Although successfully rescued from SCID by HSCT, our patient suffered 2 severe, uncommon complications of chronic GVHD: recurrent acute myositis and myasthenia gravis (MG). MG has been associated with particular haplotypes of HLA class II, including DR3 [
5], and class I, including A1 and B8 [
6]. However, neither the patient nor his mother, the donor, had these HLA haplotypes. Although each of the patient's complications has been reported in SCID patients post-HSCT, we could find only 2 reports in which both disorders co-existed in a patient with chronic GVHD [
7,
8]. One recovered, a child with aplastic anemia post HSCT from an HLA-matched sibling, but GVHD-associated myositis, like ours, requires prolonged immunosuppression, with glucocorticoids or calcineurin antagonists [
9].
Persistence of host B cells is a common finding post-HSCT in patients with T-B+ SCID, including those with
IL7R mutations [
3]. Some IL7R-deficient SCID patients who retain only autologous B cells are nontheless able to make specific antibodies and avoid lifelong IVIG treatment, presumably because IL-7 signals are not required for development of functional human B cells as long as allogeneic T helper cells are restored. Whether autoimmune disease in these patients could result from mixed chimerism, as was suggested in a mouse model of chronic GVHD [
10] is as yet unknown. However, our patient's successful B cell engraftment indicates that autoantibodies and immune dysregulation are not limited to patients who have donor T cells but retain autologous B cells.

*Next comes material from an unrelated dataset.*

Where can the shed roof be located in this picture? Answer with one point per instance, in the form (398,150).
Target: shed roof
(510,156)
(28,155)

Over a dozen genes have been implicated in SCID, and the biological effects of their mutations can be grouped into four broad categories: defects in cytokine receptor pathways (γc, Jak3, IL7Ra), accumulation of toxic metabolites (ADA, PNP), T cell receptor signaling defects (CD45 and the CD3 γ, ε, δ, and ξ chains), and defects in DNA recombination (recombinase activating genes RAG1/2, Artemis, Cernunnos, and DNA Ligase 4) [
2,
11]. At least 10% of SCID cases still have no identified mutations. However, most gene sequencing is limited to coding and immediately flanking splice regions from genomic DNA, and this approach would miss intronic mutations such as that in our patient.

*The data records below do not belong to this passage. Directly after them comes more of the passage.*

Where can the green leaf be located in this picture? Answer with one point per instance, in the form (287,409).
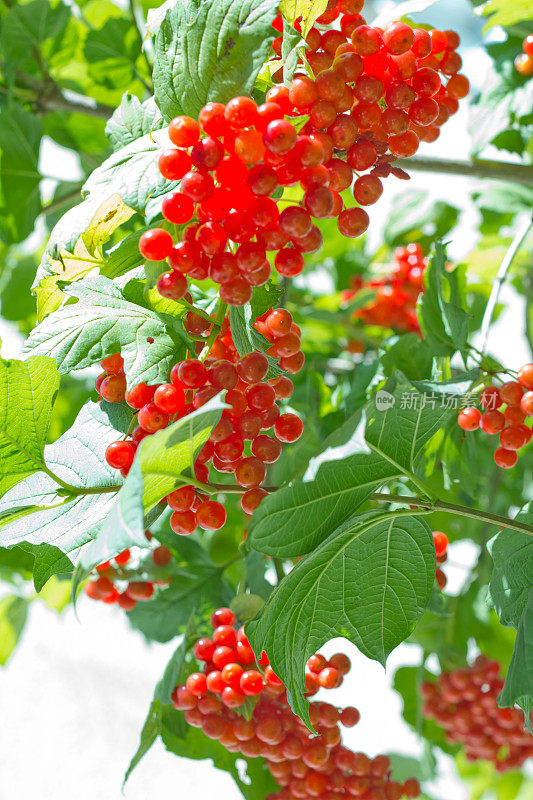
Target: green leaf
(411,355)
(78,458)
(247,339)
(444,322)
(309,10)
(131,172)
(295,519)
(173,669)
(102,323)
(210,50)
(501,12)
(20,202)
(401,420)
(370,582)
(133,119)
(13,612)
(123,526)
(197,586)
(166,455)
(27,394)
(29,25)
(518,686)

Our patient had a previously unreported mutation in intron 3 of
IL7R that introduced into the mRNA a 104 bp insertion containing an early termination codon. This mutation was greatly under-represented in panels of cDNA clones from both patient and mother, indicating that mRNA containing the 104 bp insertion was unstable, consistent with nonsense mediated decay. Intronic mutations that result in incorporation of new exons into transcripts have been described in a number of human genetic diseases, including β thalassemia [
12], ornithine aminotransferase deficiency [
13], cystic fibrosis [
14,
15], β-glucuronidase deficiency [
16,
17], neurofibromatosis type I [
18], ataxia-telangiectasia [
19], and Fabry disease [
20]. Searching within introns could be fruitful in other cases of a suspected compound heterozygous mutation where only one mutant allele has been found. Analysis of cDNA would require banking of mRNA or cells if a molecular diagnosis is not easily made.
The discovery of the mutations in IL7R causing SCID in this patient has also made possible prenatal testing of the parents' subsequent at-risk pregnancy. Fetal DNA obtained from an amniocentesis contained the paternal 353 A>G C118 Y mutation, but not the maternal 379 (+288) g>a mutation, predicting that this infant would not have IL7R SCID. Indeed, postnatal lymphocyte counts and T cell function were normal, a confirmation that the baby is unaffected.